Along with my very late-blooming love for the cinema and my gravitation towards genre films, there are some filmmakers whose films I have never seen. One of those filmmakers is Spike Lee. When I saw Inside Man back in 2006 on the big screen I was finally able to say that I had seen a Spike Lee film. To this date, it remains the only one I have seen. I know, I know, that means there are a lot of quality movies that I have yet to see, a fact I hope to one day rectify. In any case, the heist film has arrived on Blu-ray and marks the first time I have seen the film since its big screen bow.
Inside Man begins like many heist films that have come before it. The robbers, led by Dalton Russell (Clive Owen) and dressed in matching painter outfits, enter the bank and neutralize the cameras, then go about dealing with whimpering hostages, jumping over the counters, along with giving plenty of barked orders. They immediately go about establishing the seriousness of the situation.
Meanwhile, the police learn of what is going on down at the bank and send hostage negotiator Detective Keith Frazier (Denzel Washington) and his partner Bill Mitchell (Chiwetel Ejiofor) to work the scene. They arrive and immediately go about securing the scene.
What follows is a carefully constructed cat and mouse game between Dalton and Frazier. This game they play combined with the way they go about their business goes a long way toward revealing the intelligence with which the screenplay was written. Both of these characters know how the game is played and they know exactly what they need to do in order to get to their desired ends.
Where the story loses a little bit of its hold is with the introduction of Madeleine White (Jodie Foster). She is some sort of high priced "fixer" brought in by the bank's chairman of the board, played by Christopher Plummer, to insure the safety of a particular safety deposit box. Frankly, this part of the story has a bearing on the big picture, but I did not really care. It felt concocted to give Foster something to do. The funny thing is, while she feels inconsequential, she is so dramatic in doing it.
What is so fascinating about Inside Man is that as intelligent as the script is, it does not pay off very well. Once the climax arrived, I must admit to feeling a little let down. For all of the tension that is built up over the two-hour movie, I could not muster up enough reason to care. Fortunately, it's so entertaining it is still a movie worth watching.

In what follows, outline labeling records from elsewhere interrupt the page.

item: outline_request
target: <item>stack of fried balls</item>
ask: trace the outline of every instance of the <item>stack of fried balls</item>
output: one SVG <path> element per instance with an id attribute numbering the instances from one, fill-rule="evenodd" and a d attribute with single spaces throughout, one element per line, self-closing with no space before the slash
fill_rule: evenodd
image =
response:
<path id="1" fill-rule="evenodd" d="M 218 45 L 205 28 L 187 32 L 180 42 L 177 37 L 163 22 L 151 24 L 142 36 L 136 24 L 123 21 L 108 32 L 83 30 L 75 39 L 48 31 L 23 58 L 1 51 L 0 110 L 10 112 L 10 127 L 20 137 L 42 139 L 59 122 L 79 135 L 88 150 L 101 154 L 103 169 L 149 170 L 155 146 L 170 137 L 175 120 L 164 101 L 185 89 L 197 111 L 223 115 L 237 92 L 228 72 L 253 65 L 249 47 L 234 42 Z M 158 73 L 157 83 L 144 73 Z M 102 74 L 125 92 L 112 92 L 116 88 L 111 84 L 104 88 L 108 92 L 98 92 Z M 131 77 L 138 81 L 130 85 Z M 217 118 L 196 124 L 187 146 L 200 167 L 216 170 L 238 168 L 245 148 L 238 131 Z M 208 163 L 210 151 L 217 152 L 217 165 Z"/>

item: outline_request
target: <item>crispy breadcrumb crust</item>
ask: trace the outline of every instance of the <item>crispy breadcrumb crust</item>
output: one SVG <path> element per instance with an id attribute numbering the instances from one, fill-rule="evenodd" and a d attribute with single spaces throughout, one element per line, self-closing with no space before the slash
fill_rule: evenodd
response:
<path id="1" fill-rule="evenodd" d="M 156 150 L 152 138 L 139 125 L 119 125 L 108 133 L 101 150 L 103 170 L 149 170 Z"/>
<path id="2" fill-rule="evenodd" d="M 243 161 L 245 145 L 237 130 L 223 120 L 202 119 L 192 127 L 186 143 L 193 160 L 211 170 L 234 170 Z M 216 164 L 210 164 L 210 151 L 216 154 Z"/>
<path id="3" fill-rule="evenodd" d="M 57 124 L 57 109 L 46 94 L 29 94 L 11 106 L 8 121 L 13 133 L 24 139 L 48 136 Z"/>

The performances are first rate. Denzel Washington is playing a role he could do in his sleep with both hands tied behind his back. He brings an intensity with a touch of moral ambiguity, just to keep you guessing. Meanwhile, Clive Owen is always in control, always knows how to control the situation. He is calm, cool, and collected at every moment. These two own the film. Where lesser actors could have made this a chore, these two keep you glued to the screen every moment.
This is, by far, Spike Lee's most mainstream film, further evidenced by its box office take ($88 million). Still, while this targeted the mainstream audience, it still has plenty of style. Besides what Washington and Owen bring to the table, Lee brings a great visual style that helps liven up the feature. There are crane and dolly shots galore, helping make this your atypical blockbuster, putting a stamp on it. On top of that, there are a number of scenes involving life in New York and race relations that have Spike's fingerprints all over them. He brings a lot of flavor to the story, making the movie better in the end.
Audio/Video. The image retains its original 2.35:1 ratio of the theatrical presentation (have any Blu-rays presented a modified ratio?). The color palette looks as I remember from the theater, not terribly bright, but not washed out either. There is a very realistic feel to the way it looks. The high definition format brings a lot of detail to the frame, all helping bring life to the bank set and the streets of NYC immediately around the building.